München, 9.1.2020 | 14:56 | mst

Wer in die Rentenversicherung einzahlt, hat nach einer schweren Krankheit oder einem Unfall Anspruch auf eine gesetzliche Erwerbsminderungsrente. Doch die Wartezeit, bis ein Bescheid erstellt wird, ist häufig lang.
 

Ingenieure bei der Arbeit in einer Druckerei.Auf der Arbeit: Wer in die Rentenversicherung einzahlt, kann bei gesundheitlichen Problemen eine Erwerbsminderungsrente beantragen.
Antragssteller einer gesetzlichen Erwerbsminderungsrente müssen mitunter monatelang auf einen Bescheid warten. Das berichtet der Bayerische Rundfunk (BR) in einem aktuellen Online-Artikel.
 
Der BR schreibt unter Berufung auf das Bundesarbeitsministerium, dass die Wartezeit auf einen Bescheid im Durchschnitt 129 Tage betrage – also rund vier Monate. Die Bearbeitungsdauer habe sich bei der Deutschen Rentenversicherung seit 2010 um mehr als ein Drittel verlängert.
 
Auch extreme Wartezeiten häufen sich nach den Informationen des BR. In Einzelfällen müssten Betroffene jahrelang auf einen Bescheid warten.
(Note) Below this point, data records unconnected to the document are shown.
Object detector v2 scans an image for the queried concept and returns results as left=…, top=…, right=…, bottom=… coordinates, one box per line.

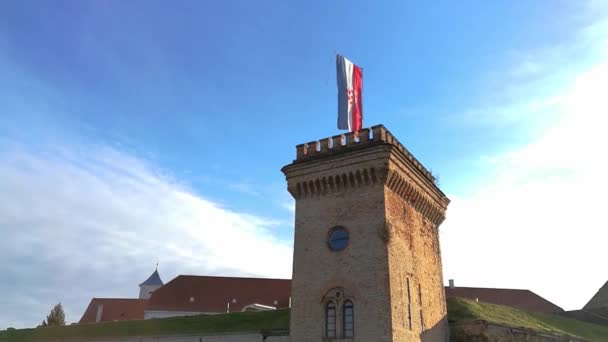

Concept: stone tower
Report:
left=282, top=125, right=449, bottom=342
left=139, top=268, right=164, bottom=299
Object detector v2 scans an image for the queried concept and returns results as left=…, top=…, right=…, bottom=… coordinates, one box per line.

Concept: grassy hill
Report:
left=0, top=310, right=289, bottom=342
left=448, top=298, right=608, bottom=342
left=0, top=299, right=608, bottom=342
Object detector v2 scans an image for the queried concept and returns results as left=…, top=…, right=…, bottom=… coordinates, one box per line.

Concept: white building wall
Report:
left=139, top=285, right=162, bottom=299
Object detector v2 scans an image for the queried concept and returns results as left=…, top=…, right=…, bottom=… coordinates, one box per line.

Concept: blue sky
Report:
left=0, top=0, right=608, bottom=329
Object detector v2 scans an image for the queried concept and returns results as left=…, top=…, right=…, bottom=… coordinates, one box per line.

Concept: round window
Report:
left=327, top=227, right=348, bottom=251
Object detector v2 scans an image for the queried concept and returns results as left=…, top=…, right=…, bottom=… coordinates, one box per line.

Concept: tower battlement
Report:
left=294, top=125, right=435, bottom=183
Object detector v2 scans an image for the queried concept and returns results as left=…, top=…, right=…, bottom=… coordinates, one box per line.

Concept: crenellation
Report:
left=319, top=138, right=331, bottom=153
left=295, top=125, right=435, bottom=184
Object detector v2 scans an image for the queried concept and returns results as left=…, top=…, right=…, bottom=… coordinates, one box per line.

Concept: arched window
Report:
left=325, top=302, right=336, bottom=338
left=342, top=300, right=355, bottom=337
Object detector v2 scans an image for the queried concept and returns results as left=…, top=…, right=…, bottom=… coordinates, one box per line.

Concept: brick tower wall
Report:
left=283, top=126, right=449, bottom=342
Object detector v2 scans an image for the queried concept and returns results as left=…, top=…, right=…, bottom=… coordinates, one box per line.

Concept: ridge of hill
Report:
left=0, top=298, right=608, bottom=342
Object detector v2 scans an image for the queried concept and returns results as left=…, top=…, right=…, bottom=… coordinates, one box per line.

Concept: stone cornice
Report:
left=291, top=125, right=435, bottom=183
left=282, top=125, right=450, bottom=226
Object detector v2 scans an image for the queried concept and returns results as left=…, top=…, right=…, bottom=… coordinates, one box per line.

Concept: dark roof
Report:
left=79, top=298, right=147, bottom=323
left=583, top=281, right=608, bottom=310
left=146, top=275, right=291, bottom=312
left=445, top=286, right=564, bottom=313
left=139, top=270, right=163, bottom=286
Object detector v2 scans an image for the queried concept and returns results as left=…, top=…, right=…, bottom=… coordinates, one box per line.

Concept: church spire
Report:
left=139, top=268, right=164, bottom=299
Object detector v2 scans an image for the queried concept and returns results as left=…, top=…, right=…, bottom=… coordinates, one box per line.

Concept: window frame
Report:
left=342, top=299, right=355, bottom=338
left=324, top=300, right=338, bottom=338
left=326, top=226, right=350, bottom=252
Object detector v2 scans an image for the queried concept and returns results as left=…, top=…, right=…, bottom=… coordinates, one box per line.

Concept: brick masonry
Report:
left=283, top=126, right=449, bottom=342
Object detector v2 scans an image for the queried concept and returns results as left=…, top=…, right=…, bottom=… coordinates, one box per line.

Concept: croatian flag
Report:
left=336, top=55, right=363, bottom=132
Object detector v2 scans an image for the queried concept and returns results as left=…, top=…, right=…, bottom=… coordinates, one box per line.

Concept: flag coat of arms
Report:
left=336, top=55, right=363, bottom=132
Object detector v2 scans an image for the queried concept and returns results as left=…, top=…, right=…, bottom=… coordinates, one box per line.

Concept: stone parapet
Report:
left=294, top=125, right=435, bottom=183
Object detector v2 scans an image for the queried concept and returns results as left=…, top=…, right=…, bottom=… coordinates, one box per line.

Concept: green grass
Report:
left=0, top=298, right=608, bottom=342
left=448, top=298, right=608, bottom=341
left=0, top=310, right=289, bottom=342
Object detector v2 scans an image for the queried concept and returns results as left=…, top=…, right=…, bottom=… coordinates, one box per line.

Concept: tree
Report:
left=40, top=303, right=65, bottom=327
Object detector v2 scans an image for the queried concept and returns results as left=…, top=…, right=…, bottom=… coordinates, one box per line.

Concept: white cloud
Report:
left=441, top=10, right=608, bottom=309
left=0, top=143, right=292, bottom=328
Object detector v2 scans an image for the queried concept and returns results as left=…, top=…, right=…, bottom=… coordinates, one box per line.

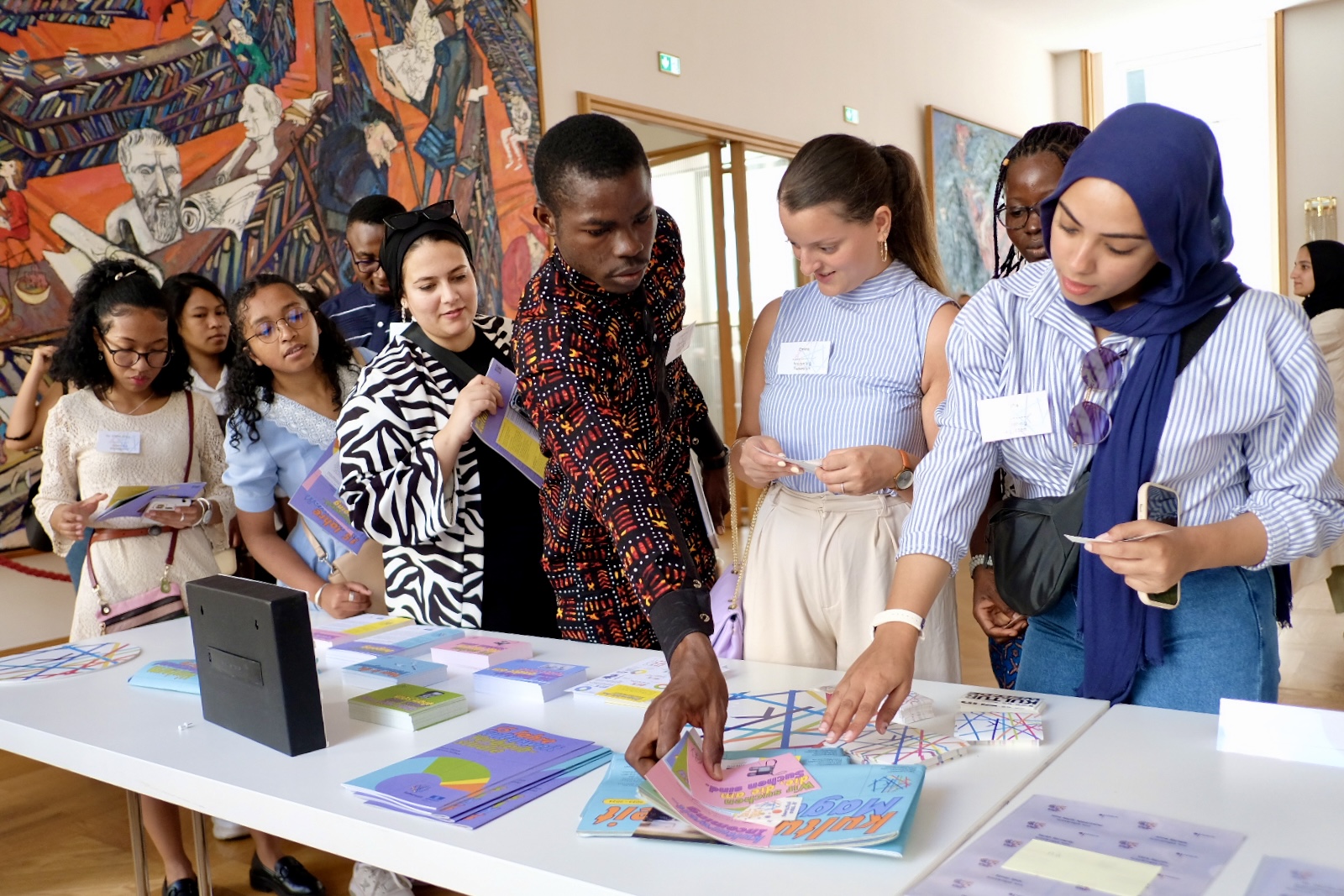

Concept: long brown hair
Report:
left=777, top=134, right=948, bottom=293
Das bestätigte auch der Sozialverband VdK München.

Besonders lange Wartezeiten bei psychischen Erkrankungen

Besonders lange müssen Antragssteller mit psychischen Erkrankungen warten. Mit über 40 Prozent sind solche Erkrankungen die häufigste Ursache für eine Erwerbsminderung. Laut der Deutschen Rentenversicherung Bayern Süd fehlen aber genau in diesem Bereich Gutachter. Man sei verstärkt auf der Suche nach externen Gutachtern und werde auch eigenes Personal einstellen, sagte der Pressesprecher Jan Paeplow dem BR.
 
Arbeitnehmer, die aus gesundheitlichen Gründen nicht mehr arbeiten können, erhalten von der gesetzlichen Rentenversicherung eine Erwerbsminderungsrente. Wer noch zwischen drei und sechs Stunden täglich einer Erwerbstätigkeit nachgehen kann, kann eine Rente wegen teilweiser Erwerbsminderung beantragen.
 
Die erlernte berufliche Qualifikation zählt bei der Prüfung nicht. Zudem decken die gesetzlichen Renten meist nur einen Teil der anfallenden Lebenshaltungskosten ab. Experten empfehlen daher, privat mit einer Berufsunfähigkeitsversicherung vorzusorgen.